Liz Hurley among hundreds of British Airways customers hit by IT chaos

liz hurley Qatar Goodwood Festival - Matt Alexander/PA
liz hurley Qatar Goodwood Festival - Matt Alexander/PA

Liz Hurley was among hundreds of British Airways customers stranded in airports and on runways for hours as Christmas flights were hit by an IT glitch.

The UK flag carrier was forced to apologise for cancelling dozens of flights to and from America, including 15 scheduled to leave Heathrow on Tuesday.

Actress and model Ms Hurley was among those caught up in the chaos, bemoaning a 20-hour delay that left her without food or water on the Caribbean island of Antigua.

As the airline scrambled to clear the backlog, BA launched an urgent investigation into pilot planning software provided by the German carrier Lufthansa, which was blamed for the chaos.

The airline uses Lufthansa’s Lido system, which allows pilots to plot routes and navigate inclement weather.

Lido is popular among a number of other airlines including the German flag carrier itself and BA sister airlines such as Iberia and Vueling, as well as rival Virgin Atlantic. Other airlines are understood to have not been similarly affected.

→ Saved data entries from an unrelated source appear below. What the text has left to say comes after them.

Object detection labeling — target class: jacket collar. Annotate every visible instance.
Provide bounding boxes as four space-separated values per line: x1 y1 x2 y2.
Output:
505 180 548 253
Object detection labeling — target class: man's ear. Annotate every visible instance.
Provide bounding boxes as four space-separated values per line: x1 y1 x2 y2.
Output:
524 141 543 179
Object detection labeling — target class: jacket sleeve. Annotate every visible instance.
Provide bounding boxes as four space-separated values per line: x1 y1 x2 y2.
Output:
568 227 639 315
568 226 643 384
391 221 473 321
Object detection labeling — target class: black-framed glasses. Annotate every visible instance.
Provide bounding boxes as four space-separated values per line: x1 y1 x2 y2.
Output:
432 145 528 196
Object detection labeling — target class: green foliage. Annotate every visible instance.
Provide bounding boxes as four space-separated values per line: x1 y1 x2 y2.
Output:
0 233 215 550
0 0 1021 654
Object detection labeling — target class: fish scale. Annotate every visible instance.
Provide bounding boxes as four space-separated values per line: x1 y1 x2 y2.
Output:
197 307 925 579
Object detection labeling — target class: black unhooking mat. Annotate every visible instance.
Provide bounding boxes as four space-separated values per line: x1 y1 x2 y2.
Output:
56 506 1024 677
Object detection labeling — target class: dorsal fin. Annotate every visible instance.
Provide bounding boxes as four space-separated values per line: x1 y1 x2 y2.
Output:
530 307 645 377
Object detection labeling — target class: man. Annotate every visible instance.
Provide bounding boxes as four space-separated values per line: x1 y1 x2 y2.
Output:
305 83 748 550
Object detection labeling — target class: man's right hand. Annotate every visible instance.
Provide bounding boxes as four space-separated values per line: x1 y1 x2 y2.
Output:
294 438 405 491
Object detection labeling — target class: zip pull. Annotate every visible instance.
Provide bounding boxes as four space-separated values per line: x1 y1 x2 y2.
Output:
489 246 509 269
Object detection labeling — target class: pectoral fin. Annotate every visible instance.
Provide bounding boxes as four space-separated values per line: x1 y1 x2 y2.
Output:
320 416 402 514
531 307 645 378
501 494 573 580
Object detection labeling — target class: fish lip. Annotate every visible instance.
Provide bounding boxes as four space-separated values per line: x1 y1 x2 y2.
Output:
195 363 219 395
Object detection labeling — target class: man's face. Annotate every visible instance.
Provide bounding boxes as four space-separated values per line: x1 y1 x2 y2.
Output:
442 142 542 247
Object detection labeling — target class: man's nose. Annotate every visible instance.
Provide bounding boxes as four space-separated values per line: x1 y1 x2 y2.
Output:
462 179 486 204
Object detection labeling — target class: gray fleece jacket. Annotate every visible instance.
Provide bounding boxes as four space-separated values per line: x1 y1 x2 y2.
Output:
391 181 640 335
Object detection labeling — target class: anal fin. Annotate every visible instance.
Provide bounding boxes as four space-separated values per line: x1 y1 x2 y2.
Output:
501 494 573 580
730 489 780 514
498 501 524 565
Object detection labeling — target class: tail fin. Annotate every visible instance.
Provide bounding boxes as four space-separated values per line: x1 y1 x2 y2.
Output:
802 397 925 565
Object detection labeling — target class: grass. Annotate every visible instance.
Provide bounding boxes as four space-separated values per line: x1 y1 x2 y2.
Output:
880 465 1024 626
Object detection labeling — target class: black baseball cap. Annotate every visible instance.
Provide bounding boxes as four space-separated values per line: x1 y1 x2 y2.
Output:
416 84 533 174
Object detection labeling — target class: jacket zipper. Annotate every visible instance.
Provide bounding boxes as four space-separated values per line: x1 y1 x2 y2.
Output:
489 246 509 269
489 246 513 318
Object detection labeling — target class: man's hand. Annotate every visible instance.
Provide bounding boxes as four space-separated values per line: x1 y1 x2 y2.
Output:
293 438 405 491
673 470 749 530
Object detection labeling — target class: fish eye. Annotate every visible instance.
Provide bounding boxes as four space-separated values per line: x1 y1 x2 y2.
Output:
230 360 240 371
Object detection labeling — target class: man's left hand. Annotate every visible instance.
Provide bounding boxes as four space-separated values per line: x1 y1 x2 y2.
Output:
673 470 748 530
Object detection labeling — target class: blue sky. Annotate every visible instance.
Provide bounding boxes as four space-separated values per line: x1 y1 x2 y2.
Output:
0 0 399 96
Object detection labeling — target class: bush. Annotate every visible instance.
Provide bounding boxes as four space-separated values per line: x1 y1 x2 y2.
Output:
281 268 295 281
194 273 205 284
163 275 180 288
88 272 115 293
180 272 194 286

BA said the IT problems had been resolved shortly after 8am on Tuesday morning.

More than 30 flights between North America and the Caribbean were either cancelled or disrupted overnight - leaving thousands of customers in a race to secure a different flight in time for Christmas. 

Lufthansa said it was helping BA to ascertain the root cause of the IT glitch.

Claire Turvey, a London-based public relations executive returning home from Boston said her flight was stuck on the tarmac at the airport for three-and-a-half hours.

She said: “[I] have been on the phone to British Airways for two hours and no one can help! No idea what I’m supposed to do. It’s a shambles.”

It was unclear whether the delay to Ms Hurley’s flight was a direct result of the IT glitch, or if a separate problem had been exacerbated by it.

She said: "Still stranded - no food, water or hotel. Pretty dodgy service."

Later, she wrote:

This is not the first technical issue to hit BA in the past few years.

In 2020, the company was fined £20m by the Information Commissioner's Office over a 2018 data breach in which the personal details of 400,000 customers were accessed by hackers.

BA has also repeatedly been rocked by systems outages that have grounded flights for hours on end.

The worst in recent memory occurred in May 2017 when a massive computer system failure left 75,000 customers stranded.

Then-boss Alex Cruz vowed there would not be a repeat of the chaos, only for similar problems to strike less than two years later.

A spokesman for British Airways said the airline was rebooking customers affected by Tuesday's disruption onto alternative flights, and providing customers with refreshments as well as accommodation where needed.

The spokesman added: "Our teams have now resolved a temporary issue that affected some of our long-haul flight planning systems overnight, which resulted in delays to our schedule.

"We're sorry for the disruption caused to our customers' travel plans."